Sorry but the above avoids all of the points I made and focuses on the narrative you have maintained. Sport with codified rules, down to the clothing available, is applicable to sport and sport alone.
Well, I mean... yeah. I have a perspective. "Narrative" makes it sound like I'm trying to bull **** you, and I'm not, but sure. I have my opinions just as you have yours. Let's avoid creating a "narrative" where either one of us has any kind of hidden agenda.
After that you have one of two questions, whether you actually experienced it personally or vicariously work. Did the person engage in a situation where they would have DIED or been been maimed? If yes it works. If no it fails
even here, I'd say this is overly simplistic. It would be really hard to simply say, "You got mugged and survived, and you train BJJ, ergo BJJ works." I'd never suggest that, and if I did, I guarantee you I'd be call a fanboy or a nutrider. Yet, that's exactly what we are expected to accept for any non-competitive art.
There has to be an application that's defined in terms that are measurable, and there needs to be enough data to support the conclusions. You can absolutely put together a study about LEO and training or Navy SEALs and their training, defining in advance what your rubric for success or failure will be, collecting relevant data and measuring against it. But for the average Joe who trains in the local kung fu shack, or even the average instructor who teaches, there has never been any sort of scientific approach, and I do believe that it would be bad for business if there were.

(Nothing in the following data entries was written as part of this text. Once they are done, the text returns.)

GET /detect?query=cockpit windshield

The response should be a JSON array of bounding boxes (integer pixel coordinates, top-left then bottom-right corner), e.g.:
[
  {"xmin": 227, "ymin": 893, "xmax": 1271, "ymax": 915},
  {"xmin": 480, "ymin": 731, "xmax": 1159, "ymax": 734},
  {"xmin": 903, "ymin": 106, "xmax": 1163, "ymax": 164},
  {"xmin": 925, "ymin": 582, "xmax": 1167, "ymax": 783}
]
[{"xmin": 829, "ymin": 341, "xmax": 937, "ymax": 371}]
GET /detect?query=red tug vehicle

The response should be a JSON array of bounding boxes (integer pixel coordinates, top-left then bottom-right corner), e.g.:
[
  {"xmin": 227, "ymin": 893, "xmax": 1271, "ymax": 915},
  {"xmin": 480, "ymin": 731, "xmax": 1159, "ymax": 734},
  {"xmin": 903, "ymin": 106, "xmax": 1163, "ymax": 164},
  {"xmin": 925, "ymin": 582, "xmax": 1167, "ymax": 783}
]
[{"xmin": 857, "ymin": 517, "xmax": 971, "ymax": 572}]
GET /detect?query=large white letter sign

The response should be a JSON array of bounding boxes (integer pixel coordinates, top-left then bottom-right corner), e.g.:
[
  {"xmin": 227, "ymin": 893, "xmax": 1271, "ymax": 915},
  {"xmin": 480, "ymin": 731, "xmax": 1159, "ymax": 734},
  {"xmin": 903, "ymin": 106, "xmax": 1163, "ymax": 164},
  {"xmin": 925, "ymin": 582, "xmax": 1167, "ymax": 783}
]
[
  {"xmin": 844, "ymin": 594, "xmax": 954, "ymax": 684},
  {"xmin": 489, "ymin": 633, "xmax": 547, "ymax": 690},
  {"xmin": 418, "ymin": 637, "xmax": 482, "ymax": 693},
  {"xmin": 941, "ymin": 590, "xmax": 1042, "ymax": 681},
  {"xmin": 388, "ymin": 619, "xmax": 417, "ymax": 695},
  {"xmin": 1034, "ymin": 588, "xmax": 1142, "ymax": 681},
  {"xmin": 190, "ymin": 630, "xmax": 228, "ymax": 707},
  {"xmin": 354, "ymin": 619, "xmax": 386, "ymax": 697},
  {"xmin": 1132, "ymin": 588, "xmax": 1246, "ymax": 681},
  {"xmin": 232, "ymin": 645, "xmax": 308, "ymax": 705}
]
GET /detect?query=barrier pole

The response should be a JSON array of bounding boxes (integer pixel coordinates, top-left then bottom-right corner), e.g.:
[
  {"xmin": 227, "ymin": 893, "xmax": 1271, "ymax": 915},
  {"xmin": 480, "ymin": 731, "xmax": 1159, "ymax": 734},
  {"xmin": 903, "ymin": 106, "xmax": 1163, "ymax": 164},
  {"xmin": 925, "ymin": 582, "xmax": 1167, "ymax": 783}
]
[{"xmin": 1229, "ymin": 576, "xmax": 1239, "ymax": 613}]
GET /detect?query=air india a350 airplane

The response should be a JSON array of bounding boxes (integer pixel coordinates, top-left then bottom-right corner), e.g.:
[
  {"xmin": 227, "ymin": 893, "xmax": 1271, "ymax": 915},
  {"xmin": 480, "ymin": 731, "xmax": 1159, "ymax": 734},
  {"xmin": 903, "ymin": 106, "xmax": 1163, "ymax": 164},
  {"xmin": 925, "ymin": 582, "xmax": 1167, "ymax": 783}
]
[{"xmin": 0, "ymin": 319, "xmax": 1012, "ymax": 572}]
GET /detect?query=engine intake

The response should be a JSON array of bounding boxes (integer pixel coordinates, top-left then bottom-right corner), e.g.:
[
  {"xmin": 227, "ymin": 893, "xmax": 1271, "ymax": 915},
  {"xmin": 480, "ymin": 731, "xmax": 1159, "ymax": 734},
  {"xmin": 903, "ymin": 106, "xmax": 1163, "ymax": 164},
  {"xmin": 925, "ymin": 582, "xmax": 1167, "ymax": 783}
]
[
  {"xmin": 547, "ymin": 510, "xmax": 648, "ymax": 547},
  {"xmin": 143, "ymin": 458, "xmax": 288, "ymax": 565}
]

Well with WC, Special Forces and SWAT operators came home, and because of that still train in it Could the contract for said training whenever gone to another equally capable art? Maybe. But it didn't and WC still works, on a battle field and not in a ring with preset rules on everything down to the shorts you wear, so yeah, it works.
In a circumstance like this, just so you know, in terms of logic it is actually a burden on your part to prove otherwise. I named earlier the major organizations that studied the art because they knew it worked. SEALs, Force Recon etc.
I'll just tell you right now, I have a degree in English and philosophy, and I really, truly, could give a rip about whether I'm articulating a logical, cogent argument. I am far more interested in having a conversation with you, where at the end of it I can be sure you understand and appreciate my position, and I am able to reciprocate in kind.
I respect your right to appeal to emotion or whatever you want, and promise only to call you out on it if I think it's causing some kind of misunderstanding that is material to the discussion at hand.
As such you are the one who has to prove your point. So give me evidence that indicates over 300 years up to today proves it works is wrong. That is how fact based debate works. I out forth facts that it works. You said "I don't buy it" and that is it. So call my bluff, show me evidence that 300 years in China, the SEALs and SWAT teams from here to Berlin are wrong. Or you can keep talking in vague generalizations and avoiding that same issue.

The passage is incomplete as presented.